Key Takeaways for Financial Operations Teams
- The problem is input quality, not calculation complexity. FMSB found 54% of disputes arose during exposure and margin calculation because of disagreements on inputs and models. Fix the inputs, and the downstream math becomes much easier to trust.
- Separate AI judgment from deterministic math. LLMs normalize messy contract language. Rules compute margin. Neither does the other's job.
- Auditability is an architecture decision, not an afterthought. Source provenance, reasoning chains, and generated audit scripts are built into the pipeline.
- The automation gap is operational, not hypothetical. ISDA's year-end 2024 data show both large margin volumes and a steady shift toward non-cash variation margin collateral. The manual approach does not get easier from here.

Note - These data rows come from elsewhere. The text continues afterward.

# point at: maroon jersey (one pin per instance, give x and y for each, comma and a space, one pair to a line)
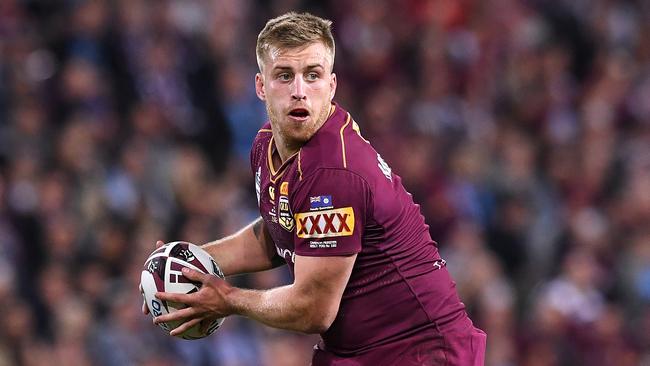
335, 197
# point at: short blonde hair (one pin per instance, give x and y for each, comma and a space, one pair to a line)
293, 30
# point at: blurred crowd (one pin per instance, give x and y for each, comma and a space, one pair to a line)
521, 127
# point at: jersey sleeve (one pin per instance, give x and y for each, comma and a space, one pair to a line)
330, 209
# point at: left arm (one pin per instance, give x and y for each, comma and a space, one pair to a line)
309, 305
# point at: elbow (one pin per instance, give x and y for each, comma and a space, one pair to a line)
320, 321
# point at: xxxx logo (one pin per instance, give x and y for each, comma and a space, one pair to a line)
324, 224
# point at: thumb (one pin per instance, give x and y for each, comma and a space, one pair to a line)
194, 275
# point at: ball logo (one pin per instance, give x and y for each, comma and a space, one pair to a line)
325, 224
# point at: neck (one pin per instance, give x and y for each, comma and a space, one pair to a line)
285, 149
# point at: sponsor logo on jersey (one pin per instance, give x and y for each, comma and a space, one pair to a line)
288, 255
320, 202
285, 217
323, 244
258, 184
325, 224
385, 169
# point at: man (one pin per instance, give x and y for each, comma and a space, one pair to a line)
367, 275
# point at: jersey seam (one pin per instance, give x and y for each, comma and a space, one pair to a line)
408, 284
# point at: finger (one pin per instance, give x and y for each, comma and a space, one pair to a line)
185, 326
174, 297
181, 314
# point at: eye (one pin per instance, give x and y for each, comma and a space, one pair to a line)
311, 76
285, 76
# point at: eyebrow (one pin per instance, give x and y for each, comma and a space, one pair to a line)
309, 67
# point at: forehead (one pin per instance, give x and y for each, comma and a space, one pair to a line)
314, 53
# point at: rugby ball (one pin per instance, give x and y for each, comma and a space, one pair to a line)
162, 273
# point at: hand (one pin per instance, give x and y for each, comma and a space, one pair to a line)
145, 308
206, 304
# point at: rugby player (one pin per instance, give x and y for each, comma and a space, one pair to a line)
367, 275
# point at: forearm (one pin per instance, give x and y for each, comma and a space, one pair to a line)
282, 307
248, 250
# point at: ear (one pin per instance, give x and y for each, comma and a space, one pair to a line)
332, 86
259, 86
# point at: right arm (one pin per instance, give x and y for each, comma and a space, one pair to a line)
251, 249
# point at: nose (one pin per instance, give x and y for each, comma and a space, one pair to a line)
298, 92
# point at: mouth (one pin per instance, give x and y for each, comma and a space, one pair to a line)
299, 114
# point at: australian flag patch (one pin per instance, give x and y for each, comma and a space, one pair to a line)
320, 202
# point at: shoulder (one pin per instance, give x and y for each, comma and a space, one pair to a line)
338, 145
260, 144
327, 148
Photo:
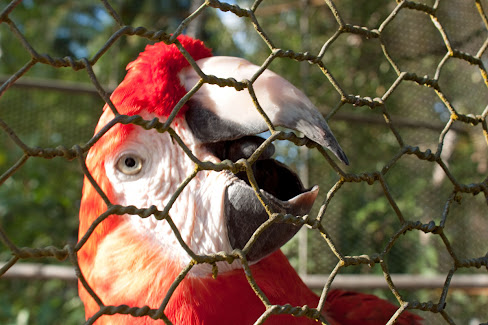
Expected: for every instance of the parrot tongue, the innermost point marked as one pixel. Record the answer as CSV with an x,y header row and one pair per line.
x,y
244,212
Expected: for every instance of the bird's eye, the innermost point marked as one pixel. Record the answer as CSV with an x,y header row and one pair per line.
x,y
130,164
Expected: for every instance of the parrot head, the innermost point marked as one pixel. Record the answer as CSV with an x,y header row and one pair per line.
x,y
134,260
217,210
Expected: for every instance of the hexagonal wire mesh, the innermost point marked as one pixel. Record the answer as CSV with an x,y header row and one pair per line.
x,y
426,124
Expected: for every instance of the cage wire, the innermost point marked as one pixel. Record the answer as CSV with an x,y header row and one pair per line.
x,y
427,184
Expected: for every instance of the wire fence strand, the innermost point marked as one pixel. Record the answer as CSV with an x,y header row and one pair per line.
x,y
458,119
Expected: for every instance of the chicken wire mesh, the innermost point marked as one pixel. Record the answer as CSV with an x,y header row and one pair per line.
x,y
423,115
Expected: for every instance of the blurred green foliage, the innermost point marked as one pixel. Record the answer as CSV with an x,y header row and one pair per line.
x,y
39,203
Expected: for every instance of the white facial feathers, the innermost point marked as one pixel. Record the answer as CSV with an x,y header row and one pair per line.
x,y
197,211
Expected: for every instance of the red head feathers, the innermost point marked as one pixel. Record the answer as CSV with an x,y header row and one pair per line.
x,y
155,72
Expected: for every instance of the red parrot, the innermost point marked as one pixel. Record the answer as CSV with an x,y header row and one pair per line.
x,y
129,260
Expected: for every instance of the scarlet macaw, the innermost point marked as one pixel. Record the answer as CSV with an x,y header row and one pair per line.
x,y
129,260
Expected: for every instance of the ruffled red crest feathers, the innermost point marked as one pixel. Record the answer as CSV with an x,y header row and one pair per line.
x,y
152,82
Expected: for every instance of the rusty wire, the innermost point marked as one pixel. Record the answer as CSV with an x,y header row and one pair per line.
x,y
250,15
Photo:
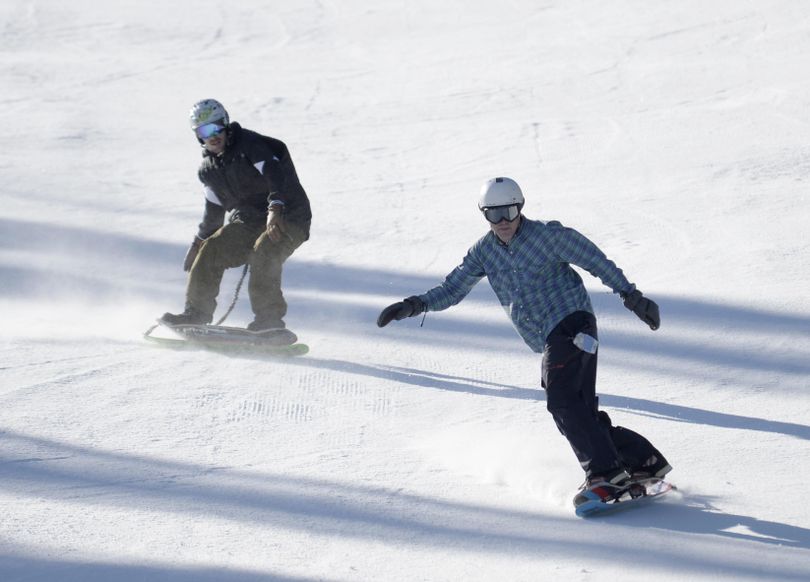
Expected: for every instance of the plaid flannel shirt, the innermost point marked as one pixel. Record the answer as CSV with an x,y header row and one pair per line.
x,y
532,277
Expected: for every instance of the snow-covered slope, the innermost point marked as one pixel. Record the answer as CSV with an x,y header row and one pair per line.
x,y
675,135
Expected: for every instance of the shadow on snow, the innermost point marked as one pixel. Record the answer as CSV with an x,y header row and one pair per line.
x,y
52,470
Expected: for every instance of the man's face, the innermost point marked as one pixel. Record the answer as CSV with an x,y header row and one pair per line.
x,y
214,137
507,221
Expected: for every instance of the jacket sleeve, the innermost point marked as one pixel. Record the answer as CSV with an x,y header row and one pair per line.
x,y
573,247
457,285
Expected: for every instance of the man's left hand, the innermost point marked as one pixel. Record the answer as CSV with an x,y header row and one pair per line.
x,y
645,309
275,225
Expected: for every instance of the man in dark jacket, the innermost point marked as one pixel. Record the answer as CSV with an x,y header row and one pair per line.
x,y
252,177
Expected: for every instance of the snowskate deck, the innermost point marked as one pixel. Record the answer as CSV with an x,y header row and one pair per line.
x,y
653,489
281,342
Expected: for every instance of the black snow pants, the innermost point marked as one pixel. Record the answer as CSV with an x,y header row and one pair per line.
x,y
569,378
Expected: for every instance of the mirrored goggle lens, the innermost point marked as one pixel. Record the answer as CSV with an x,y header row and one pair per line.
x,y
498,213
209,130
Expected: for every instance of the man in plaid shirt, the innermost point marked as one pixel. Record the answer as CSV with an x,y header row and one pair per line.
x,y
528,264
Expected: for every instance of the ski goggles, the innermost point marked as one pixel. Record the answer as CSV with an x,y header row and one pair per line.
x,y
499,213
209,130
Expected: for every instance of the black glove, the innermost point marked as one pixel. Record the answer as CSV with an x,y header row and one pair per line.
x,y
191,254
646,309
405,308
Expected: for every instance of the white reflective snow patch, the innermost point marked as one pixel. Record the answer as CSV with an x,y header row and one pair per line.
x,y
211,196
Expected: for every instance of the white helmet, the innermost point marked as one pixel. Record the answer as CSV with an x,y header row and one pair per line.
x,y
500,192
208,111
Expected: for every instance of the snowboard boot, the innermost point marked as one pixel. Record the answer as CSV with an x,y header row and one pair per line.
x,y
605,488
190,316
656,466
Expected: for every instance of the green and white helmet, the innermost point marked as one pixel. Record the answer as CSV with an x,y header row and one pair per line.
x,y
208,111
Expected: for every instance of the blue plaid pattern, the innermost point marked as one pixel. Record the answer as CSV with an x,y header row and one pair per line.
x,y
532,277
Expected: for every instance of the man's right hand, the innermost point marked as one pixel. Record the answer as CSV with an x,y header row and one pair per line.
x,y
191,254
406,308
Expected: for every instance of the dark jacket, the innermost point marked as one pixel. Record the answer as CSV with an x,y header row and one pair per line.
x,y
253,172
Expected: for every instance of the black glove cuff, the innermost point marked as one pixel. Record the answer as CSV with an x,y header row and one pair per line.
x,y
417,305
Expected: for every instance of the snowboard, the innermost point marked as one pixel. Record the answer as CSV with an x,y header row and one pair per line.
x,y
281,341
639,493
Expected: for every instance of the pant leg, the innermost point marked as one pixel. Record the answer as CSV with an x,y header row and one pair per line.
x,y
229,247
569,378
264,288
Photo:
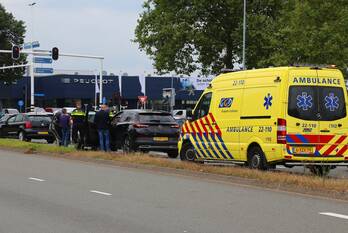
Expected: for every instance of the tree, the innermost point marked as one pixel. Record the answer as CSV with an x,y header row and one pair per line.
x,y
206,35
312,32
11,32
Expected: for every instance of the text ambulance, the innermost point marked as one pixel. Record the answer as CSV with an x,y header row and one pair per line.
x,y
264,117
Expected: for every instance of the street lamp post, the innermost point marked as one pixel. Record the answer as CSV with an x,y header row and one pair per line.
x,y
31,57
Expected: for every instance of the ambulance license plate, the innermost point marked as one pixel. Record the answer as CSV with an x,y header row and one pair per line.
x,y
303,150
43,133
160,139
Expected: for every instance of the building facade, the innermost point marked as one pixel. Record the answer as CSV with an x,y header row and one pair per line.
x,y
65,90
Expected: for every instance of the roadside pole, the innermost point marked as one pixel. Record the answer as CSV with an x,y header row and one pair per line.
x,y
101,82
32,83
49,53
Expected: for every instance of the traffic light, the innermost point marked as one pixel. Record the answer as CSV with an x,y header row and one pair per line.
x,y
55,53
15,52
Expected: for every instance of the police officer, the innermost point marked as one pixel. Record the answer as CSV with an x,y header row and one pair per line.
x,y
78,117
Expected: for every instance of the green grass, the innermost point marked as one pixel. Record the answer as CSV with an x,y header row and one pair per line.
x,y
34,147
337,188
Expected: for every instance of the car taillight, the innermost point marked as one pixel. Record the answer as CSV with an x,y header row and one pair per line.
x,y
28,125
140,125
281,131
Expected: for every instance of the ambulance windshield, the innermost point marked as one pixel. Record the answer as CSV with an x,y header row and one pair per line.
x,y
317,103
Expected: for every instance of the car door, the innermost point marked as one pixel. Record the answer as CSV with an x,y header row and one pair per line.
x,y
10,129
123,125
302,109
333,123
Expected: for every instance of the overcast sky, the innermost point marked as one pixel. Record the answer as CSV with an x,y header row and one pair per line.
x,y
95,27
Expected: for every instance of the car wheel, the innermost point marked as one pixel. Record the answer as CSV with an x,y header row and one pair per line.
x,y
256,159
187,152
50,141
128,145
172,154
319,170
22,137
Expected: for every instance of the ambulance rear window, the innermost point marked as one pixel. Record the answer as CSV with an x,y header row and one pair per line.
x,y
317,103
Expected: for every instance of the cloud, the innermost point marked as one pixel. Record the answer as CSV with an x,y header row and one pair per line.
x,y
103,28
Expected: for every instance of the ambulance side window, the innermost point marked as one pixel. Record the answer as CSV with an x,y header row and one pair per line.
x,y
203,107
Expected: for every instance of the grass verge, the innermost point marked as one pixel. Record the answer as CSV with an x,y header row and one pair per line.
x,y
336,188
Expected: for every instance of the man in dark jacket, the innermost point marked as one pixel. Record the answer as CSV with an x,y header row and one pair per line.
x,y
78,116
64,123
102,121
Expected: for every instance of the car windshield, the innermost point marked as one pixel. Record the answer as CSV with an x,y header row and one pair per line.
x,y
156,117
39,118
4,118
317,103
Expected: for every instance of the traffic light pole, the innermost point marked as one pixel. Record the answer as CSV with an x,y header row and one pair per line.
x,y
49,53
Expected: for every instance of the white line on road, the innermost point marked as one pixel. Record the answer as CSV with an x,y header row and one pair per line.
x,y
334,215
36,179
102,193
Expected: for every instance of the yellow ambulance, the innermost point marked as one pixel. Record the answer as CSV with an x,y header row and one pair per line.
x,y
294,116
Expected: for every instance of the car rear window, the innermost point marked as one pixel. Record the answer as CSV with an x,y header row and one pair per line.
x,y
39,118
153,117
317,103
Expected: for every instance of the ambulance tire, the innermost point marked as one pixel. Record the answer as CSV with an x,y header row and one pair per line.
x,y
187,152
173,154
319,170
257,159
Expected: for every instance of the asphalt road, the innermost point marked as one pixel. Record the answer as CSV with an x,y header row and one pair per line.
x,y
339,172
44,194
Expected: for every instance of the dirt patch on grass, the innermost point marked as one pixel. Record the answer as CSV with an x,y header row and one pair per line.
x,y
329,187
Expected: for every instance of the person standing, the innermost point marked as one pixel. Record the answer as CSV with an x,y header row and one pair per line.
x,y
78,116
102,121
64,123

- The review bottleneck is interpretation, not arithmetic. Most time spent on CSA processing goes to reading collateral descriptions, resolving ambiguities, and matching posted collateral to eligible categories. Those are the steps this system automates with full reasoning transparency.
If you're evaluating LandingAI ADE for document-heavy financial workflows, this build shows how to turn manual CSA review into traceable, auditable margin calls your team can defend.
Explore the build. Beemnet shipped the full prototype: source code on GitHub and demo video walking through the pipeline end to end.
Talk to LandingAI. Scoping a treaty intake or contract management workflow? Feel free to email us to discuss applying the same extraction pattern to your documents.
Frequently Asked Questions
Can this handle multiple ISDA credit support annex formats?
The extraction schema targets standard ISDA CSA provisions: thresholds, MTAs, eligible collateral, haircuts, independent amounts, rounding, and party definitions. LandingAI ADE's published 99.16% DocVQA result reflects strong parsing fidelity (LandingAI, 2025), but real CSA performance depends on the agreement set and extraction schema. In this project, format variation is handled by the schema plus the downstream normalization layer, and every extracted field keeps provenance for review.
What happens when normalization confidence is low?
The validation agent flags low-confidence fields for human review. Each normalization agent returns a confidence score and reasoning chain. Since FMSB found that 54% of disputes arose during exposure and margin calculation because of disagreements on inputs and models (FMSB, 2025), catching uncertain fields before they reach the calculator matters. You can retrieve the full reasoning through a dedicated API endpoint and override the result before calculation.
Does the deterministic margin calculator support currencies beyond USD?
The current schema constrains the Currency model to USD. With cash as variation margin declining to 68.3% and non-cash collateral rising (ISDA, 2025), multi-currency support is a natural next step. It would require extending the schema and adding FX conversion logic to the calculator.
What external APIs does the system depend on?
Two: LandingAI ADE for document parsing and field extraction, and Anthropic Claude for normalization agents, collateral matching, explanation generation, and formula analysis. The margin calculation itself has zero external dependencies. It runs locally as pure Python.
How is this different from enterprise collateral management platforms?
Enterprise platforms manage the full collateral lifecycle: inventory, optimization, settlement, and reporting. The Margin Collateral Agent focuses on one specific bottleneck: turning CSA PDFs into structured, calculable margin outputs with audit trails. It's a workflow tool that sits upstream of those systems, not a replacement for them.